Où l’on apprend notamment que le 1er août, jour de la mobilisation, la plume de Péguy, qui rédigeait sa Note conjointe sur M. Descartes se suspend à jamais au milieu de cette phrase : « Le catholique ne consulte les poteaux indicateurs que pour les consulter. Les protestants… » Si l’on enseignait Péguy dans les classes de France, ce serait un passionnant exercice que de tenter de faire terminer cette démonstration. Que peuvent bien faire les protestants des poteaux indicateurs ? On ne le saura jamais.
Mais ce livre est surtout l’occasion de refaire le portrait d’un homme troublé, troublé par les temps dans lesquels il vit, au milieu de l’affaire Dreyfus, de la montée du socialisme, où des hommes comme Jaurès, Blum, Lucien Herr auront tour à tour son admiration et sa haine, au milieu du retour au catholicisme d’une génération entière, avec Bloy, les Maritain, Psichari, où les cartes idéologiques et spirituelles sont entièrement redistribuées après le sinistre XIXe siècle.
Un homme troublé et pourtant clair comme un matin, qui jamais n’accepta de se rendre, ni à l’école normale et à ses grands professeurs gris, ni à la Sorbonne en face de laquelle il avait dressé comme un campement d’Indien au pied du fort de cavalerie la boutique de ses Cahiers, sans qu’on ne sache jamais s’il souhaitait commercer avec elle ou en faire le siège. Le portrait d’un homme blessé, dont la première librairie socialiste rue Cujas fit rapidement faillite, emportant avec elle le douaire de sa femme et ses premières ambitions, qui le laissa pieds et poings liés à un « Club des Cinq » socialiste qui souhaitait lui dicter sa pensée : « Il y avait dans tout cela trop de contradictions avec la nature profonde de Péguy, trop de distorsions, trop d’art avec ses aspirations créatrices et libertaires, trop de divergences de vues entre cet idéaliste grandiloquent, ce baladin des lettres, ce franc-tireur, cet individualiste, et les sourcilleux gestionnaires, les froids mécaniciens du socialisme unitaire qu’étaient ses nouveaux patrons pour que cela collât longtemps entre eux et lui. » Bientôt Péguy s’échappe à nouveau, lance les Cahiers où il publiera ce qu’il voudra, élevant un monument de la littérature française au milieu de la pauvreté et de la liberté.
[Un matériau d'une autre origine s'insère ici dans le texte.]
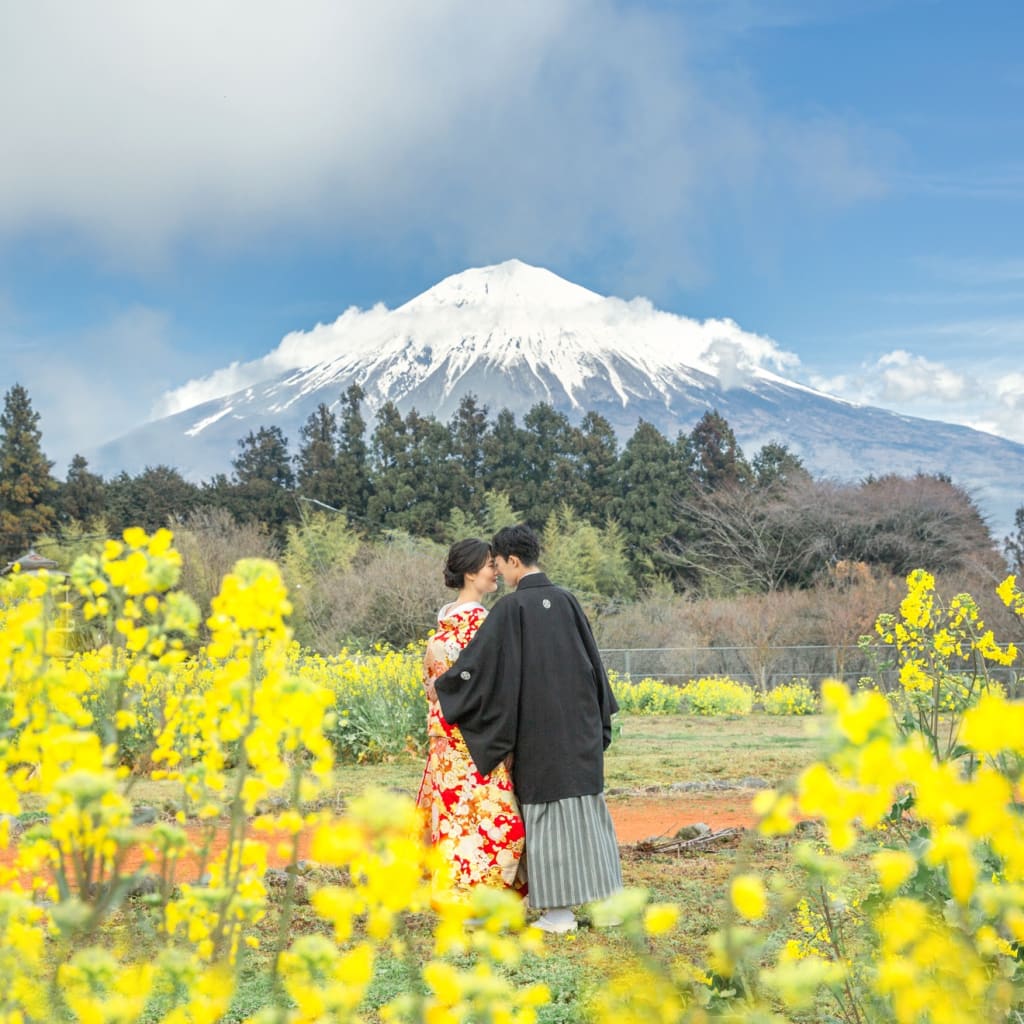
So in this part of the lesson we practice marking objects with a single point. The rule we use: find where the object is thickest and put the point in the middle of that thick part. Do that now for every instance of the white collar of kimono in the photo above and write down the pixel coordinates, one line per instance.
(450, 609)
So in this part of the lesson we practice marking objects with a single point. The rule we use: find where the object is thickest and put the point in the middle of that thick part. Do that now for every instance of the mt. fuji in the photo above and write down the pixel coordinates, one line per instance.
(515, 335)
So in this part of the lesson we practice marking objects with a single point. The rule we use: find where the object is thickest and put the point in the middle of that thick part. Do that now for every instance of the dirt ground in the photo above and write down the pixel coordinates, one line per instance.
(644, 817)
(635, 817)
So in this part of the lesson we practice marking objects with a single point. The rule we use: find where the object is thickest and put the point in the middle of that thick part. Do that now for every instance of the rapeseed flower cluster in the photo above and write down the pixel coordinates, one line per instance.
(646, 696)
(242, 726)
(796, 697)
(718, 695)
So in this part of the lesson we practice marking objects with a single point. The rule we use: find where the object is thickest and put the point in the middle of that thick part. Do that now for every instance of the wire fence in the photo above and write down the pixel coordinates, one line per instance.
(767, 667)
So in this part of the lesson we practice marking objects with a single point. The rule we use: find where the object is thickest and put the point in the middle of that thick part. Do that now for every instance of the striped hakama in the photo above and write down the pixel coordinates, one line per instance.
(571, 851)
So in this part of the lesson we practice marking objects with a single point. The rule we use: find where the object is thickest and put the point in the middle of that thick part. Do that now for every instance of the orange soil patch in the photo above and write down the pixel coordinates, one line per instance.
(643, 817)
(635, 818)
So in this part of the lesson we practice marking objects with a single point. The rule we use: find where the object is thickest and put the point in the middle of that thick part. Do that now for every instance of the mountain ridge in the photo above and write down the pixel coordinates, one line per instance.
(515, 335)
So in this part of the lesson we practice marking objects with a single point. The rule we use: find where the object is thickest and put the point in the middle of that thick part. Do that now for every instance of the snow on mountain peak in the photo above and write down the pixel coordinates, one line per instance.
(510, 317)
(504, 286)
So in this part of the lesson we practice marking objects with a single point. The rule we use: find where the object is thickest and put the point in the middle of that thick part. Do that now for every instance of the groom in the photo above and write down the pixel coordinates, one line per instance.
(530, 684)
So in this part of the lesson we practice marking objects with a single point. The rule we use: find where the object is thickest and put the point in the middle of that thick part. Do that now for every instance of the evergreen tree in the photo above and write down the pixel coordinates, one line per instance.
(774, 465)
(264, 481)
(82, 496)
(317, 469)
(550, 446)
(27, 489)
(353, 457)
(718, 461)
(387, 445)
(411, 485)
(648, 485)
(1014, 544)
(468, 429)
(586, 559)
(597, 464)
(157, 497)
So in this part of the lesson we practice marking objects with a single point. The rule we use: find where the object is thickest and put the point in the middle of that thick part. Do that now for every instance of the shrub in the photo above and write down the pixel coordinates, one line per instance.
(795, 697)
(648, 696)
(718, 695)
(379, 707)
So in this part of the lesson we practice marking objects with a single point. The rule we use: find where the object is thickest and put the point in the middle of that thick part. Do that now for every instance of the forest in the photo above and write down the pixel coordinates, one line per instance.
(670, 542)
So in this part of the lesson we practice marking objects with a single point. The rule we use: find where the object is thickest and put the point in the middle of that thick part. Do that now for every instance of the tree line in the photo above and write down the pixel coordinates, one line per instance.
(692, 512)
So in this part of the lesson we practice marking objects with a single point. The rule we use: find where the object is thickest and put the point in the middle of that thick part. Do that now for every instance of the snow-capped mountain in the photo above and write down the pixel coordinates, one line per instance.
(515, 335)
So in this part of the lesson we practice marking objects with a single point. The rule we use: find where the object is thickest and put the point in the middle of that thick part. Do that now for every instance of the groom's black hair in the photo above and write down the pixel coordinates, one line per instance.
(519, 541)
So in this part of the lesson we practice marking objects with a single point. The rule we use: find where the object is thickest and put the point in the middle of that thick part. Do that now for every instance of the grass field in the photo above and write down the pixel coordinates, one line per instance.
(648, 752)
(656, 751)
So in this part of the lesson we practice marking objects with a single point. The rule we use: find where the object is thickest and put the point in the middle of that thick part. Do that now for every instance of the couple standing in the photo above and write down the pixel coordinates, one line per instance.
(519, 718)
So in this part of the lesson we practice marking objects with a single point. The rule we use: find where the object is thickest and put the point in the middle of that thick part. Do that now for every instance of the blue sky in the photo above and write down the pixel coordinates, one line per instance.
(182, 184)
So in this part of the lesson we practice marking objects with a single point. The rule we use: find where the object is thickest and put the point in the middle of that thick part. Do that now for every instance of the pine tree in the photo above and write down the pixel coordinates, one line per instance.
(550, 448)
(412, 466)
(264, 481)
(82, 496)
(316, 463)
(27, 489)
(597, 463)
(157, 497)
(774, 466)
(650, 480)
(468, 428)
(504, 456)
(354, 485)
(1014, 544)
(718, 461)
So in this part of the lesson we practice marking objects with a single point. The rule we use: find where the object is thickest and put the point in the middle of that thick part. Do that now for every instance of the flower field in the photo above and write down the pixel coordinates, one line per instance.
(886, 881)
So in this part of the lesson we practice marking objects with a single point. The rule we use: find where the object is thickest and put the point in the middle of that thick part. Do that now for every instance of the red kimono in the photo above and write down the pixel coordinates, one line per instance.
(473, 818)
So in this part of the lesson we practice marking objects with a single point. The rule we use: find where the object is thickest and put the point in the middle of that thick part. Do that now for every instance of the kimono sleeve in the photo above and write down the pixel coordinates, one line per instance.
(480, 692)
(605, 698)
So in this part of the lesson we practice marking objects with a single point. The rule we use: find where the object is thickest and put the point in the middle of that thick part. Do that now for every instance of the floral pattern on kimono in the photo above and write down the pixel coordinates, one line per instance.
(473, 818)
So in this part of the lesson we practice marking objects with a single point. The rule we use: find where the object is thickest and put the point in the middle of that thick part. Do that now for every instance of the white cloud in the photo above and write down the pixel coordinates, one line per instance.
(905, 377)
(535, 309)
(103, 383)
(532, 128)
(982, 395)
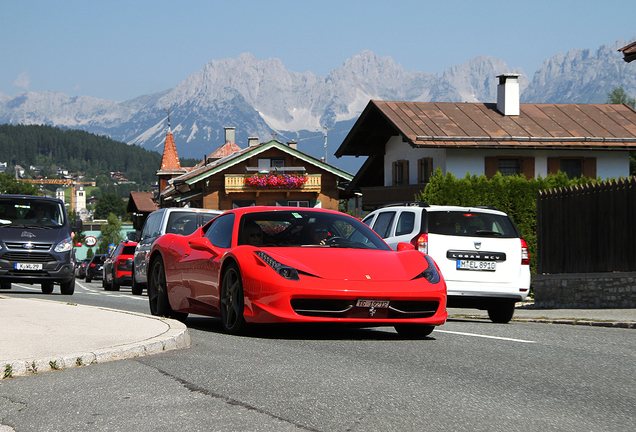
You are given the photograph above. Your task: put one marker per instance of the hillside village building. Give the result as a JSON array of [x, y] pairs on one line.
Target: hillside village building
[[233, 177], [407, 141]]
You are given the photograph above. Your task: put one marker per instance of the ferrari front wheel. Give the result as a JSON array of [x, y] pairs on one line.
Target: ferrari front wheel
[[232, 301], [414, 331], [158, 293]]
Péguy, l’enfant qui fumait de jouer « parce que c’est pas amusant », jouera en réalité toute sa vie avec les mots, les idées, les aspirations médiévales pour s’évader de ce XXe ultra-réaliste, donc ultra-destructeur. Attiré vers des cieux libérateurs, quand on lui fit valoir qu’à la guerre, il risquait de disparaître alors qu’il avait femme et enfants : « Je m’en fous », répondit-il dans un geste supérieur. Il ne s’en foutait pas du temps, de sa femme et de ses enfants. Seulement des prudences trop humaines.

Jacques de Guillebon


(1) Jean-Claude Demory, La Mort du lieutenant Charles Péguy, 26 août-5 septembre 1914, Le Félin, 2023, 226 pages, 20 €.